Question

The Marks and Brog families are buying food for their neighbor's holiday party. The Marks family buys main course dishes for $5, and the Brog family is going to bring appetizers that cost $3. Together the families spend $64 on sixteen items of food. How many of each item are they bringing?

a) 8 main course dishes and 8 appetizers.
b) 10 main course dishes and 6 appetizers.
c) 6 main course dishes and 10 appetizers.
d) 16 main course dishes and 0 appetizers.

Answer 1

After setting up and solving simultaneous equations, it is found that the families are bringing 8 main course dishes and 8 appetizers to the holiday party.

Step-by-step explanation:

The question involves solving a simultaneous equations problem to figure out how many main course dishes and appetizers the Marks and Brog families are bringing to their neighbor's holiday party. Let's define main course dishes as 'm' that cost $5 each and appetizers as 'a' that cost $3 each.
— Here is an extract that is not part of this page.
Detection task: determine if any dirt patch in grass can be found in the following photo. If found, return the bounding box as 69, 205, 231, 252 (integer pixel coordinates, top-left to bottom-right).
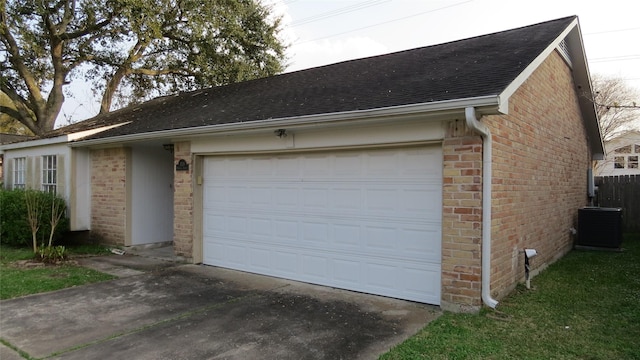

We have two equations based on the information provided:

1. 5m + 3a = $64 (total amount spent)
2. m + a = 16 (total items bought)

To solve these equations, we can multiply the second equation by 3 to line up the coefficients of 'a':

3m + 3a = 48

Now subtracting this from the first equation gives us:

5m + 3a - (3m + 3a) = 64 - 48

2m = 16

Dividing both sides by 2:

m = 8

Substituting m into the second equation:

8 + a = 16

a = 8

Therefore, they are bringing 8 main course dishes and 8 appetizers.